The instructions had been to wear a white shirt and bring a white handkerchief--which would be placed over the nose at the crucial moment. I searched out the widest, fattest white handkerchief I could lay my hands on. I rehearsed the moment, running it over and over in my head: Let's see, I fold my arms across my chest. Pastor will grab my wrist. With my other hand I forcefully wrap this wad of cotton over my nose, hermetically sealing it against the remotest possibility of one drop of water getting in.

I was certain I would drown. I was certain the pastor would haul me up out of the water sputtering and gasping and I would be publicly humiliated before the entire congregation--including my girlfriend, who would be seated just inches away on that front pew. Talk about being persecuted for your faith!

I stepped into those waters with fear and trepidation. Up the few wooden steps, down into the water, turn the corner and part the heavy curtain--everybody's staring at me!--reach for the pastor's arm before I slip and fall helplessly beneath the waves. He asks me a question, to which I answer in the affirmative. Do I have a verse I would like to recite? I think so; I mean, I did just a minute ago.

My mind is a blur, hopelessly focused on the burning question: Will I survive this ordeal? Suddenly the Trinity is being pronounced, the pastor's hand is up over my head, I'm sinking, I'm sinking! Quick, the handkerchief! I squeeze my eyes closed; I shove the folded cloth against my face, praying I haven't left a tiny portal for water to seep through and do me in.

Before my life can pass before me in this watery grave, I'm up and out. My mom is dabbing at her eyes, my dad is beaming, and my girlfriend is grinning at me. Praise be! I haven't humiliated myself after all.

When I came up out of that baptismal pool, there was only rejoicing. All memory of the procedural agonies was gone; any discomfort or embarrassment was forgotten. In a moment, rapture replaced dread. In a moment, I felt cleaner than I had ever felt after the longest bath. Suddenly I understood: Though my sins were forgiven when I had accepted Christ as my Savior, I had just experienced (and demonstrated) in a tangible way that all of my sins had now been thoroughly washed away. To those who had witnessed the moment, I was now a new person. With Jesus, my Savior, I had passed through the waters of His baptism into a new life.

Most believers could tell a similar story from the earliest moments of their walk with Christ. Those early days are energized by a pristine excitement not unlike the earliest days with our mate. And as it is with two lovers who have invested themselves fully in each other's lives, the sweet and powerful intimacies of first contact need never leave our steady communion with the Lord. Oh, they may, but if they do, it will be our doing, for Jesus never tires of spending time with us. He never becomes bored with the process of investing more of His life into ours.

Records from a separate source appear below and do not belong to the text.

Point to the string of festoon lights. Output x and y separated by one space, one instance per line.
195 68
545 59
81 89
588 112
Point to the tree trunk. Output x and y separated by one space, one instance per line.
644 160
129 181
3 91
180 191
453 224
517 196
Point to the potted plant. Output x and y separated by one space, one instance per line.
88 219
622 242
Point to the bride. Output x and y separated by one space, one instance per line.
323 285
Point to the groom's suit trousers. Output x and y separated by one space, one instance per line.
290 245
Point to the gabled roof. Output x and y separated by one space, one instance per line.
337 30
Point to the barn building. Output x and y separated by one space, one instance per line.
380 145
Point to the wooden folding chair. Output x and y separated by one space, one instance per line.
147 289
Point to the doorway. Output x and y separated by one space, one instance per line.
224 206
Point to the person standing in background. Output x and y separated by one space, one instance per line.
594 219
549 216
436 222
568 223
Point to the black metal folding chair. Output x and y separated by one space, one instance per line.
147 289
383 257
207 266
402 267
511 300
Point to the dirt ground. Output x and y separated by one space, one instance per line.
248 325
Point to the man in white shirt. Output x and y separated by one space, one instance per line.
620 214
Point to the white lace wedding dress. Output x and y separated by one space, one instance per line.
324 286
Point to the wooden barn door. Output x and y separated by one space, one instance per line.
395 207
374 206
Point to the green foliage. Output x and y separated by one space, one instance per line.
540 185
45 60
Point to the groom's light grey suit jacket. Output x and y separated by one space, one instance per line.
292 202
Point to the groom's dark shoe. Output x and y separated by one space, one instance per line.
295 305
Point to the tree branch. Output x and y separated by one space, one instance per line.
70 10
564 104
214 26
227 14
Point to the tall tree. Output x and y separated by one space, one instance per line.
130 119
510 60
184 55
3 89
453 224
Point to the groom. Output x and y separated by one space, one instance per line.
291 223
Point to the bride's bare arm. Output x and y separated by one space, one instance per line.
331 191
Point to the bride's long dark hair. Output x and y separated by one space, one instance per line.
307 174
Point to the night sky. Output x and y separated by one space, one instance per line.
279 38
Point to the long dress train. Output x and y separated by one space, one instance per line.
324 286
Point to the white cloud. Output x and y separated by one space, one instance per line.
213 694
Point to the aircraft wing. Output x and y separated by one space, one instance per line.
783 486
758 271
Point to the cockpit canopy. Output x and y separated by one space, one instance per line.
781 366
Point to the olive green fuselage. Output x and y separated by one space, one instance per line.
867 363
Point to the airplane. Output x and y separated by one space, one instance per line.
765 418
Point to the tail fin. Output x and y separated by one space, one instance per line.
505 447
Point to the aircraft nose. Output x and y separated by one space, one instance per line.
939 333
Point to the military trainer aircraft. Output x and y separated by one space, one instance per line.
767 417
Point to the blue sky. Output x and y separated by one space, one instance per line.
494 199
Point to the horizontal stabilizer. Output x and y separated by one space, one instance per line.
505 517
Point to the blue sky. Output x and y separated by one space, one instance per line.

Once we move past the longing, to make contact with Him, the Dance truly begins. Once we entrust ourselves to His arms, Christ then becomes, for the first time in our lives, truly Lord.




In every relationship there comes a moment of doubt. It may come early on, when so much remains unknown about the other, or it may come much later, when passion has chilled, or a rival contends for the other's heart.

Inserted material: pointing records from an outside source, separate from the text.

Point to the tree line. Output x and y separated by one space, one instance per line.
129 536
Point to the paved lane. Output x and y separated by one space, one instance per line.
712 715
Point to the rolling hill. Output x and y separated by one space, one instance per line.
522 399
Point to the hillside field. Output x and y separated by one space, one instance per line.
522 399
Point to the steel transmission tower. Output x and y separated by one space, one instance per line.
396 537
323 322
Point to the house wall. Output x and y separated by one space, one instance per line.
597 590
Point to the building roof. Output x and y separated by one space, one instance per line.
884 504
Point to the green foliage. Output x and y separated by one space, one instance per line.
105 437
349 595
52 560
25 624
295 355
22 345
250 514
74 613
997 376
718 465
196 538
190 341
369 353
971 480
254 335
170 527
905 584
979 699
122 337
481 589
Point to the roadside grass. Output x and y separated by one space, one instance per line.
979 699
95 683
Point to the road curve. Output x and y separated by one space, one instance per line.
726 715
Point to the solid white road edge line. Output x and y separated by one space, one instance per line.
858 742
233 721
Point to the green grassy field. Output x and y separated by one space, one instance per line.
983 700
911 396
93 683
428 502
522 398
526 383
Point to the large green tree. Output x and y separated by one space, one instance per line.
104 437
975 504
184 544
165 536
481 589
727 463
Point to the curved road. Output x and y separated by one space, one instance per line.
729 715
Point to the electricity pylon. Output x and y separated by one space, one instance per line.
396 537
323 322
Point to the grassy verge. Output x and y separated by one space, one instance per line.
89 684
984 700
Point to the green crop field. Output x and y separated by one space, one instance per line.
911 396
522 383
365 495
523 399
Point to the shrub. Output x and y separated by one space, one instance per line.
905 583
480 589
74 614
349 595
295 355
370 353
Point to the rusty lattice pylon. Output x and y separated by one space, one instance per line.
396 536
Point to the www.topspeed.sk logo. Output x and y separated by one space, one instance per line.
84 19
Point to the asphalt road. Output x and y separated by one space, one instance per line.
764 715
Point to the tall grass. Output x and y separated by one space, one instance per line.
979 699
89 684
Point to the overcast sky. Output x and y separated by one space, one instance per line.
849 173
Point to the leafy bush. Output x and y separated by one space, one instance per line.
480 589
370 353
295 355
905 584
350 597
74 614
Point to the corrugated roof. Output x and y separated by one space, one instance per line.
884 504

The Christian life has been in existence for almost 2,000 years. In that long span of time it has become a well-oiled, brightly polished industry, replete with marketing departments, salesmen, highly paid CEOs, accountants, and customer service representatives. Travel the roads of the US--especially in the deep South--and every other number on the radio dial will present a different flavor of Gospel message; flip through the television channels on a Sunday morning in any part of the country and the viewer will see everything from evangelicalism and Pentecostalism to perfectionism, determinism and Catholicism. Within each formal denomination there are subgroups that apply a slightly different twist on the beliefs of the larger group; outside of the denominations are the more radical sects and cults that spring up around the beliefs and teachings of, usually, an individual.

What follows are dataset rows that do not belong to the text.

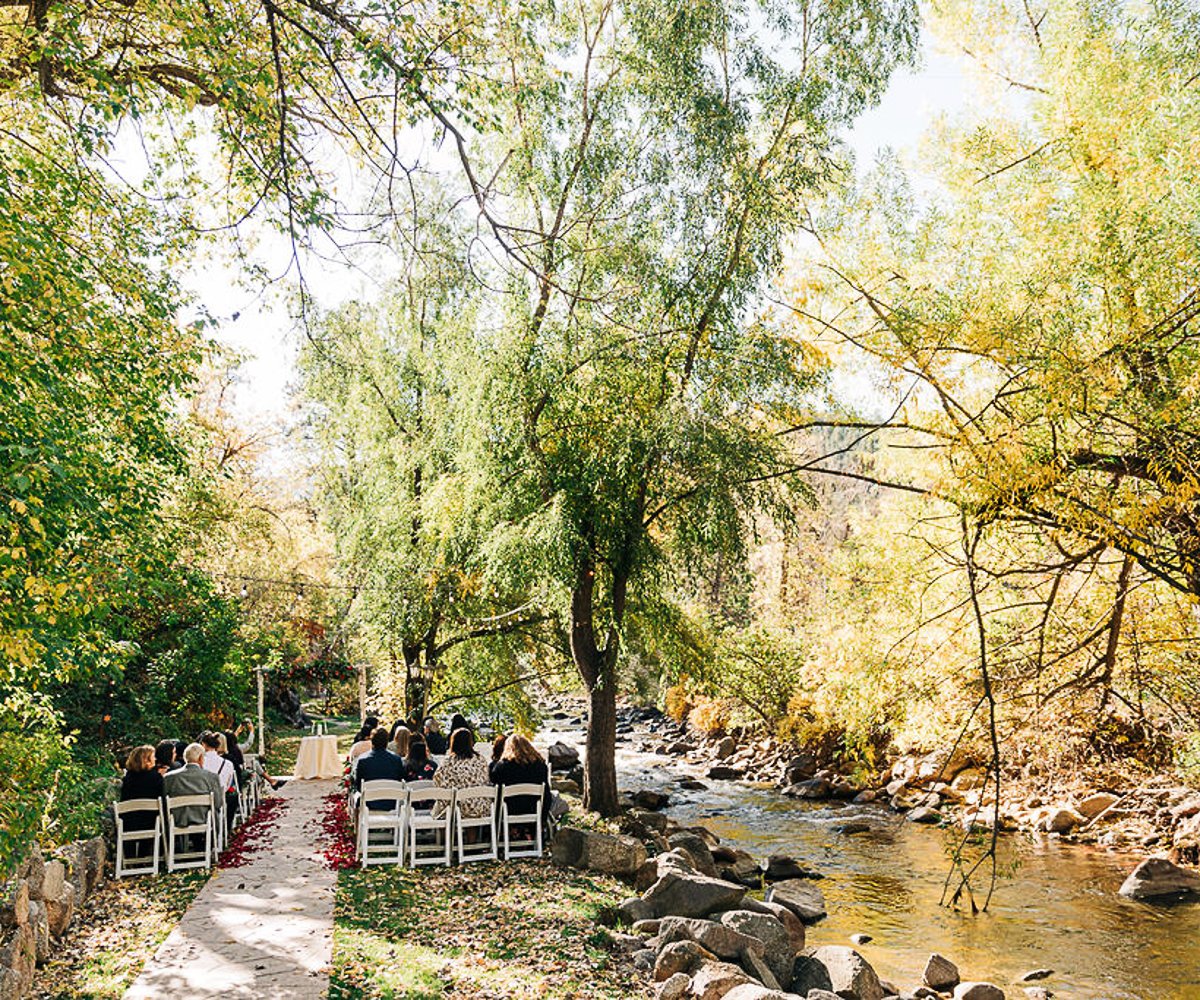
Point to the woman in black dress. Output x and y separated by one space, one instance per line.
142 780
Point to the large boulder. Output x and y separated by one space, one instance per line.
562 756
838 969
40 924
940 972
1096 803
697 849
777 942
673 988
714 980
801 897
1157 878
15 903
18 956
978 992
574 848
679 957
687 894
755 992
719 938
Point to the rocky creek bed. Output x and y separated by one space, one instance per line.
1056 906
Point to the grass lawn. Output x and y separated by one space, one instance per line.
515 929
120 927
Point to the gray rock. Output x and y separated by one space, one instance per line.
777 942
713 980
1157 878
755 992
725 747
15 903
673 988
940 972
679 957
41 926
562 756
651 800
720 939
696 849
19 957
851 976
783 867
574 848
1096 803
1062 820
801 897
978 992
678 893
54 875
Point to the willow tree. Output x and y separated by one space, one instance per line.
649 163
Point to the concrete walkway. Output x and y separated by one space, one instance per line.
265 929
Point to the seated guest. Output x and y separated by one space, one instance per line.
165 756
378 765
497 753
522 765
192 779
418 766
433 737
463 768
400 741
363 737
141 780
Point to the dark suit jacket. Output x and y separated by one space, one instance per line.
509 772
141 784
378 766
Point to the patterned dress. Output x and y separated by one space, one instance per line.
457 773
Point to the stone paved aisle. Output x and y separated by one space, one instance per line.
265 929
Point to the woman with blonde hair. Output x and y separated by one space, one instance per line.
400 741
522 765
142 779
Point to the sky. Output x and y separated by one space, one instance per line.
264 334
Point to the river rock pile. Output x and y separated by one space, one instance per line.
37 905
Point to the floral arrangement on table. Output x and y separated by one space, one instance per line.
337 840
255 834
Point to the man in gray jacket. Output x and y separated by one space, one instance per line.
192 779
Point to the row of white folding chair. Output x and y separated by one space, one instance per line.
169 831
419 808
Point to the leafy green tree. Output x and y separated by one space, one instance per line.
651 165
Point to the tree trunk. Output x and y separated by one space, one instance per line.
598 669
600 762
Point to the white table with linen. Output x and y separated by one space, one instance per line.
318 758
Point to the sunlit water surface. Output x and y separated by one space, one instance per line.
1055 905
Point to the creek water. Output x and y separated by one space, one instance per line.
1055 905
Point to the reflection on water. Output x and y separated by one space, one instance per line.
1056 905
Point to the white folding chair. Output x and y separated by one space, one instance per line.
483 850
177 860
436 819
388 820
523 848
139 866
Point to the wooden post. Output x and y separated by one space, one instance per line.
363 689
262 726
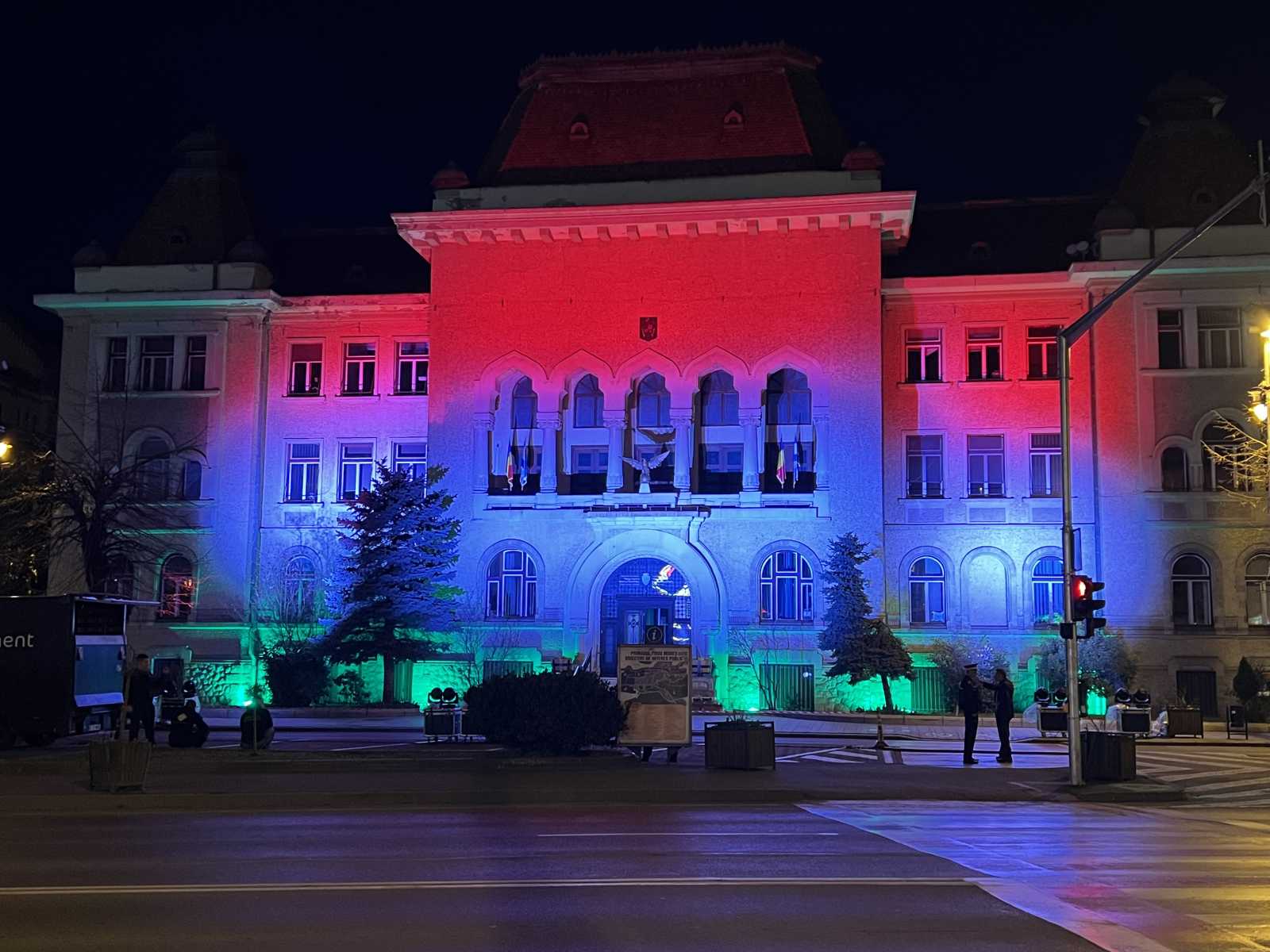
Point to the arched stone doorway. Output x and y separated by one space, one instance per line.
639 594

Even within the more established, traditional divisions, such as Methodists, Baptists, Catholics, or Lutherans, one will hear leaders or teachers that press specific priorities that define their own small niche. One preacher may emphasize the love and grace of God, while another may emphasize obedience to His commandments; one may push missions and evangelism, while someone else will push fellowship within the Body; one may preach exclusively from the New Testament, while another preaches only from the red-lettered words of Jesus.

With so many different voices preaching so many different flavors of Christ, how is a believer to know the one that is true? And without that knowledge, how are we to know what to expect from Him?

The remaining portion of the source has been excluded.